One of the most popular books that chronicles the said hauntings at the Ellis Hotel, modern site of the Winecoff, is Reese Christian's Ghosts of Atlanta.  I have met Reese Christian on a number of occasions; as a matter of fact, we did a joint book signing with Rhetta Akamatsu in Decatur at Eagle Eye Bookstore in October of 2009. I was signing copies of my book In Atlanta or in Hell: The Camp Creek Train Crash of 1900 and she with the above book.  Ghosts of Atlanta has already made it in to its second printing, so it must be pretty popular. I own a copy, and I found it very interesting reading.  In her book, she mentions the many strange occurences that many have reported to have seen while staying at either the Winecoff or Ellis.  Among them are the workmen who report their tools go missing or get moved when noone is around.  Others tell of stories about sounds of chaos and running in the hallways of the hotel, and strange smells of smoke.  Other stories recount images cast on windows of ghostly faces and shadows cast when noone is there.  Reese truly believes that the great loss of life at the Winecoff has inspired hauntings.

Not everyone thinks so. Famed skeptic Joe Nickells says that the occurences can be explained. At his website http://www.centerforinquiry.net/, he writes:
"Such reports may be unexplained, but they are hardly unexplainable. Workmen may mislay tools, or fellow workers may play pranks on them; guests can hear noises from other floors; and smoke may be imagined or simply come from someone's cigarette. Some ghostly experiences in hotels—including vivid apparitions—may stem from a guest's "waking dream," a state that occurs in the interface between wakefulness and sleep. (See my "Haunted Inns," Skeptical Inquirer , September/October 2000.)
At the Ellis, as at many other allegedly haunted buildings, people outside sometimes imagine they can see ghostly faces in the windows (William N. Bender, Haunted Atlanta and Beyond , 2008, 131-134). When these are not actual faces—of guests or housekeepers—they may be nothing more than simulacra: These are the result of one's ability to perceive images in random patterns (such as the play of light and shadow upon a window), like seeing pictures in clouds. I did some experimenting with my camera at the hotel and produced the "faces" shown in one window here.
The manager of the Ellis, Peter Minervini, very kindly took a few minutes to sit and talk with CFI Libraries director Timothy Binga and me when we lunched at the hotel on September 4, 2010. He said he had worked there about a year and had no ghost experiences. The only thing he mentioned was an odd odor, occasionally perceived in one room, that he did not attribute to anything otherworldly. He said he was himself a skeptic regarding ghosts. The year before, I was startled when a young woman with a tour company told me there were so few credible ghost accounts in Atlanta that they were changing the name of their "Ghosts and Legends Tour." Will wonders never cease!"
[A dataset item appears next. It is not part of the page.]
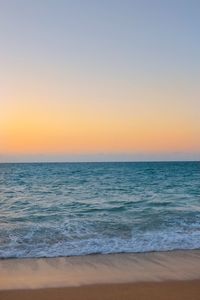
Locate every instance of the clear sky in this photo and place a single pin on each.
(99, 80)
There is a book about the Winecoff fire. You can visit the companion website at http://www.winecoff.org/.  The book, The Winecoff Fire: The Untold Story of America's Deadliest Hotel Fire, published by Longstreet Press, is an excellent source on the history and happenings associated with this dark moment in Atlanta history. 

So is the hotel haunted?  Who knows?  One thing is for certain.  The Winecoff is certainly no exception to the "tragedy spawns ghost stories" rule.